Shortly after Hillary Clinton’s remark last August in a discussion about Syria and ISIS, she was somewhat critical of the President Obama’s foreign policy shorthand of “Don’t do stupid shit,” saying:
“Great nations need organizing principles, and ‘Don’t do stupid stuff’ is not an organizing principle.”
Axelrod no longer works for the Obama administration, but that didn’t stop him from firing back at Hillary on Twitter for daring to disagree in any small measure with Obama.
In the run up to the 2014 mid-term elections, Axelrod took on the the Ready for Hillary PAC that’s been raising funds and collecting supporters for a second Hillary run. Suggesting that HRC has no agenda and had better focus on one before she announces any presidential run, he recently pondered on social media, “Ready for what?”
“Now Hillary’s task is to define what it is that she’s running for and running about.”
Funny. Axelrod seemed pretty “ready” for her just a year and a half ago, calling her “the likely candidate” for the Democrats. And he knows full well exactly what her agenda is, since he’s been on the Clinton team (either Team Bill or Team Hillary) more than once.
And let’s not forget his little Twitter stunt, tweeting that people ought not to donate to certain campaigns (subtext — Hillary’s) because voters should be more focused on 2014:
With the Senate seriously at risk, and the Koch Brothers spending prodigiously, shouldn’t Dem funders be focused on ’14 and not ’16 races?
“She has a unique status. … There are formidable people” who might run for the Democratic Party nomination, he said, “the vice president chief among them.
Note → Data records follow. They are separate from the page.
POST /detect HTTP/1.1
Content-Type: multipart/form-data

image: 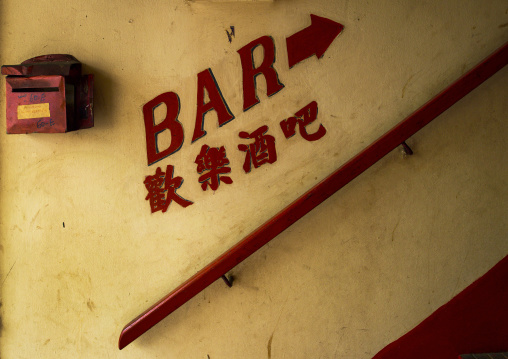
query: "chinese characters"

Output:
[144,101,326,213]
But she has undeniable assets that would put her in a strong position relative to the rest of the field, and relative to the Republicans.”
Random, disconnected remarks? Axelrod clearly has an agenda, but it’s not clear at this point who the agenda is for. He’s an operative — he works for others, not himself.
The only thing that is obvious from Axelrod’s history of commentary, and seemingly abrupt about-face last year, is this — Axelrod has committed to run the campaign of someone else — Jim Webb maybe — and this is his run at undermining Hillary. He complained in August of 2013 that the GOP was out to bully HRC to keep her from running again; I’d say that’s exactly what he’s started doing one year later.
Axelrod had better be careful. Even if this series of Hillary-hate comments are just his way of getting the limelight to sell books later this year, the formidable Clinton political machine is going to be around for decades to come and that machine has a long institutional memory. Even if he’s throwing his future in with a candidate other than Hillary, ignoring conventional political wisdom, as he has said he likes to do, could be his career-ending mistake.